16. A method for encoding two or more input audio object signals,
wherein each of the two or more input audio object signals
comprises a plurality of time-domain signal samples, wherein the
method comprises: transforming the plurality of time-domain signal
samples to acquire a plurality of subbands comprising a plurality
of subband samples, determining a plurality of analysis windows,
wherein each of the analysis windows comprises a plurality of
subband samples of one of the plurality of subbands, wherein each
of the analysis windows comprises a window length indicating the
number of subband samples of said analysis window, wherein
determining the plurality of analysis windows is conducted so that
the window length of each of the analysis windows depends on a
signal property of at least one of the two or more input audio
object signals, transforming the plurality of subband samples of
each analysis window of the plurality of analysis windows depending
on the window length of said analysis window to acquire transformed
signal samples, and determining parametric side information
depending on the transformed signal samples.
17. A computer program for implementing the method of claim 13 when
being executed on a computer or signal processor.
18. A computer program for implementing the method of claim 14 when
being executed on a computer or signal processor.

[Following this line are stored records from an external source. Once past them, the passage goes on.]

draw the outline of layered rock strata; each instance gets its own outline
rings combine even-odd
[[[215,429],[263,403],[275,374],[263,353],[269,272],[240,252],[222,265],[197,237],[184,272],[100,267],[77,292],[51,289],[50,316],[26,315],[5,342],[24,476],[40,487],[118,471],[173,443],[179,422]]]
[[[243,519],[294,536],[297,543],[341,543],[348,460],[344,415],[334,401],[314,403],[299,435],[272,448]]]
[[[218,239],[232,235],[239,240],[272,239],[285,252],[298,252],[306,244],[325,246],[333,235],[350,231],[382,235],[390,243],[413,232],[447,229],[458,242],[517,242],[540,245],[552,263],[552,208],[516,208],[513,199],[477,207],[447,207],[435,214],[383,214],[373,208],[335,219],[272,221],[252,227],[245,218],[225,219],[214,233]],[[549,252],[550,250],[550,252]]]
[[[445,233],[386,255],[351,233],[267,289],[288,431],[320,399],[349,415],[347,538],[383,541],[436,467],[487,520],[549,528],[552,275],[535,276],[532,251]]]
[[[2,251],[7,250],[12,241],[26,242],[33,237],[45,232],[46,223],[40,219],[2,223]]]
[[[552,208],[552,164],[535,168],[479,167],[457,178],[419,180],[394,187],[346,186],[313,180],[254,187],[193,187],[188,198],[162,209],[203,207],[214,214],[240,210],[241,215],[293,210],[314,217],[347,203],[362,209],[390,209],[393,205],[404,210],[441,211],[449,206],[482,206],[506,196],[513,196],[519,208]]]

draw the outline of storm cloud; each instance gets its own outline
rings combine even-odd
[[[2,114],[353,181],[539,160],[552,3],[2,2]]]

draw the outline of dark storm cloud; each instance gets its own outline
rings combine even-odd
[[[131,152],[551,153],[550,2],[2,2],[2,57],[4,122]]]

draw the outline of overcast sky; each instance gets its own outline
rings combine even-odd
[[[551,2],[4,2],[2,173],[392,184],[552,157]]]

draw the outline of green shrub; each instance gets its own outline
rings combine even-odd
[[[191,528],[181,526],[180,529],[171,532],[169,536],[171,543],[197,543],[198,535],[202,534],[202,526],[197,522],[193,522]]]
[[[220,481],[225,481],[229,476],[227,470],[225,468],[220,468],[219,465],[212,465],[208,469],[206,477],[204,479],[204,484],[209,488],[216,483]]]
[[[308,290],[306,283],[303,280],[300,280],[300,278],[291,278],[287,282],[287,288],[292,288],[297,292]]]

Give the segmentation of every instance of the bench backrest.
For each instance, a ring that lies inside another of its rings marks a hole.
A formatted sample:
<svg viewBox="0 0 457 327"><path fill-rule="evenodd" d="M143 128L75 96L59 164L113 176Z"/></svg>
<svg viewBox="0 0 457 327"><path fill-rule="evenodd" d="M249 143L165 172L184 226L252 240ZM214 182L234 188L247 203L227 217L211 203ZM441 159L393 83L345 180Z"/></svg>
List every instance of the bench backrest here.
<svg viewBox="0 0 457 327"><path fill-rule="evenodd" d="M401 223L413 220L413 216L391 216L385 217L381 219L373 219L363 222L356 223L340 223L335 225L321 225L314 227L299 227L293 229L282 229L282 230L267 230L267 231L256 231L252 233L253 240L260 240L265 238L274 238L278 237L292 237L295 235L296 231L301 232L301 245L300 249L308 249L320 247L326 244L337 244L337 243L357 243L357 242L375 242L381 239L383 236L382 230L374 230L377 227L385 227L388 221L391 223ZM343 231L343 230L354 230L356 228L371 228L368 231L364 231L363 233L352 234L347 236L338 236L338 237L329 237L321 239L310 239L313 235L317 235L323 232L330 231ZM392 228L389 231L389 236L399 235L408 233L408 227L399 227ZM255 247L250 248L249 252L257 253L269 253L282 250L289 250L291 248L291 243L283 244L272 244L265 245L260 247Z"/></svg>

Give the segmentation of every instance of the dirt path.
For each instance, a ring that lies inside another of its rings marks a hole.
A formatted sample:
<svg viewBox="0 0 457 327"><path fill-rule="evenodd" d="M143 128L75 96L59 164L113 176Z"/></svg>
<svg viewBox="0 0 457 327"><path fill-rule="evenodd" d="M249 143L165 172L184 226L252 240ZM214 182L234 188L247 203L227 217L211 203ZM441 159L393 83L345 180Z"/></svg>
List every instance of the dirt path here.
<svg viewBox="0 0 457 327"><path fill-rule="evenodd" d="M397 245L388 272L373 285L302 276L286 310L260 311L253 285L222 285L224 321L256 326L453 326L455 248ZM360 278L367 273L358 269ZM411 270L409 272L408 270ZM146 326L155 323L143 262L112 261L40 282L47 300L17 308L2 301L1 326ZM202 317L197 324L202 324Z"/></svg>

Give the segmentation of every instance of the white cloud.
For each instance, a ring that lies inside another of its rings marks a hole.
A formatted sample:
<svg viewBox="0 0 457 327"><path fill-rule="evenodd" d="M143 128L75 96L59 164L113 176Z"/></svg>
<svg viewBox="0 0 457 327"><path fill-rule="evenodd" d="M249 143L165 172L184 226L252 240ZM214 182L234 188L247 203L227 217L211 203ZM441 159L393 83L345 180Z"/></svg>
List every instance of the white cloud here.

19. A computer program for implementing the method of claim 15 when
being executed on a computer or signal processor.
20. A computer program for implementing the method of claim 16 when
being executed on a computer or signal processor.
Description
CROSS-REFERENCE TO RELATED APPLICATIONS
[0001] This application is a continuation of copending
International Application No. PCT/EP2013/070551, filed Oct. 2,
2013, which is incorporated herein by reference in its entirety,
and additionally claims priority from U.S. Provisional Application
No. 61/710,133, filed Oct. 5, 2012, and from European Application
No. 13167481.4, filed May 13, 2013, which are also incorporated
herein by reference in their entirety.
BACKGROUND OF THE INVENTION
[0002] The present invention relates to audio signal encoding,
audio signal decoding and audio signal processing, and, in
particular, to an encoder, a decoder and methods for backward
compatible dynamic adaption of time/frequency resolution in
spatial-audio-object-coding (SAOC).
[0003] In modern digital audio systems, it is a major trend to
allow for audio-object related modifications of the transmitted
content on the receiver side. These modifications include gain
modifications of selected parts of the audio signal and/or spatial
re-positioning of dedicated audio objects in case of multi-channel
playback via spatially distributed speakers. This may be achieved
by individually delivering different parts of the audio content to
the different speakers.
[0004] In other words, in the art of audio processing, audio
transmission, and audio storage, there is an increasing desire to
allow for user interaction on object-oriented audio content
playback and also a demand to utilize the extended possibilities of
multi-channel playback to individually render audio contents or
parts thereof in order to improve the hearing impression. By this,
the usage of multi-channel audio content brings along significant
improvements for the user. For example, a three-dimensional hearing
impression can be obtained, which brings along an improved user
satisfaction in entertainment applications. However, multi-channel
audio content is also useful in professional environments, for
example, in telephone conferencing applications, because the talker
intelligibility can be improved by using a multi-channel audio
playback. Another possible application is to offer to a listener of
a musical piece to individually adjust playback level and/or
spatial position of different parts (also termed as "audio
objects") or tracks, such as a vocal part or different instruments.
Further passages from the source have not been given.